There is a substantial body of theory in data modeling. Academic research priorities have not traditionally reflected the most pressing practical issues. While it is useful to provide an overview of research, students are likely to gain more from theory which directly illuminates the work they are doing – and that they are likely to be able to employ in practice.

There is a substantial body of literature around expert vs novice performance; methods, stages and deliverables; the relational model and normalization; and data warehouse design (this largely in the practitioner domain). This is likely to be highly relevant to students as they work on their assignments, and to their later practice.

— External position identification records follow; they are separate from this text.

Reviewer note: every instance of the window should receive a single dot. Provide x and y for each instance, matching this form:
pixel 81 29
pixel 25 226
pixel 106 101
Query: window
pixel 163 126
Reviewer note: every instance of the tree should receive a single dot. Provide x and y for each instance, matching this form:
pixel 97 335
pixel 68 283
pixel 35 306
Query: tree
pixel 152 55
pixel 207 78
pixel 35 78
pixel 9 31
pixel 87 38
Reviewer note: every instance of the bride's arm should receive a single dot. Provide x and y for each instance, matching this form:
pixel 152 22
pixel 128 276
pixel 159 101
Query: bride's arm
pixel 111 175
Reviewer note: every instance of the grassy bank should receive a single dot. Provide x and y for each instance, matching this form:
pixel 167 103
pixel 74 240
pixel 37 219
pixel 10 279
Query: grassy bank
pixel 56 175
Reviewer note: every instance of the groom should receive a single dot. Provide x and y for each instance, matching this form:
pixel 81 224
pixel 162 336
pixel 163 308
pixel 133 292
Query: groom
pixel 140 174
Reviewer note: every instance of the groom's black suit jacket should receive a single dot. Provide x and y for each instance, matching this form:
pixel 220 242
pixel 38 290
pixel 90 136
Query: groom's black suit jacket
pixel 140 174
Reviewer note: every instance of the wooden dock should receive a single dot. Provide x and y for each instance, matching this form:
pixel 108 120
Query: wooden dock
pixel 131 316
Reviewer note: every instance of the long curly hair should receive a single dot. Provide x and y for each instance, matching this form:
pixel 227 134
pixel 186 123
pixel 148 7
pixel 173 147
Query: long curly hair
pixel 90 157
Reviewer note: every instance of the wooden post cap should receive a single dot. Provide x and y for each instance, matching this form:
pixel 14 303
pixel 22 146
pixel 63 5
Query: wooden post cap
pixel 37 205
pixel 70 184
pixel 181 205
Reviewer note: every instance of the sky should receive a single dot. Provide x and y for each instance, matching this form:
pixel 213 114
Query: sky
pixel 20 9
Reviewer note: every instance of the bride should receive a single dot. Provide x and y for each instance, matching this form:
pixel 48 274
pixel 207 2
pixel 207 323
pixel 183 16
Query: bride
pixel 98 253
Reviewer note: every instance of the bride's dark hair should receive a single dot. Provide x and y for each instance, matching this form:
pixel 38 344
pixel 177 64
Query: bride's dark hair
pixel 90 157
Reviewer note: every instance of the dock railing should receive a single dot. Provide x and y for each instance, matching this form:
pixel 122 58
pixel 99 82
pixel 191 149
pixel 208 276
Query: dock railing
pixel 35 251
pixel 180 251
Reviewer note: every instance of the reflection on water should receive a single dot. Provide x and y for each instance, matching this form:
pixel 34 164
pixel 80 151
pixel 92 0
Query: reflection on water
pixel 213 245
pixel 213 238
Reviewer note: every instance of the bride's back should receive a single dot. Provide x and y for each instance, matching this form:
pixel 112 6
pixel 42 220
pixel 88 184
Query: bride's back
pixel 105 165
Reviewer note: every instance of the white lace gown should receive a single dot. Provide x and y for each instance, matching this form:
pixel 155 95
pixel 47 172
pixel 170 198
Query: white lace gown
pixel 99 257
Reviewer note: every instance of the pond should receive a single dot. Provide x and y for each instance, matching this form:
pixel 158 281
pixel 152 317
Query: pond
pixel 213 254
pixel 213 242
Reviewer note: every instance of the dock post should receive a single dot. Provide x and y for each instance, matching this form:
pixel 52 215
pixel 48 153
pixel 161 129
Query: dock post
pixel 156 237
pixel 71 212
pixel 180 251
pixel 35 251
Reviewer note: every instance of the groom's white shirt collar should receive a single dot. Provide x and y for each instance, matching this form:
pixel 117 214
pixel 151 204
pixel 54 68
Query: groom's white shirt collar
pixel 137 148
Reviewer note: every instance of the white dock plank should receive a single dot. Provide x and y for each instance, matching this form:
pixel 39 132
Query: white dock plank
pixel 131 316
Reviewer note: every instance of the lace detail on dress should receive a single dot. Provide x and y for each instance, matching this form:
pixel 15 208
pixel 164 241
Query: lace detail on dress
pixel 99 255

Conversely, the very large body of literature on alternative models is worthy of note, but is often given attention out of proportion to its relevance. Similarly, there is some current research interest in application of ontology to data modeling – interesting to note but perhaps not worth pursuing in detail except as an elective option for the student at this level.

4. Use popular conventions

I strongly recommend that you use either the IE or UML conventions in teaching data modeling. Research has generally shown these (and the Chen E-R conventions) to be at least as useful as the more “fringe” approaches, which nevertheless have their advocates.

The downside of using alternative approaches such as ORM is that the student misses the opportunity to acquire proficiency with a language that is used in industry. In my experience working with modelers who have been trained in alternative approaches, any additional “deeper understanding” is more than outweighed by this missed opportunity.

Finally, I use diagrams heavily in teaching relational data structures. For various reasons writers on the relational approach (in particular Date) have preferred a tabular presentation to diagrams of structure. Experience in industry and teaching is that diagrams can significantly help students understand the key features of relational structures.

[1] Third Edition, co-authored with Graham C. Witt published by Morgan Kaufmann, San Francisco, 2005.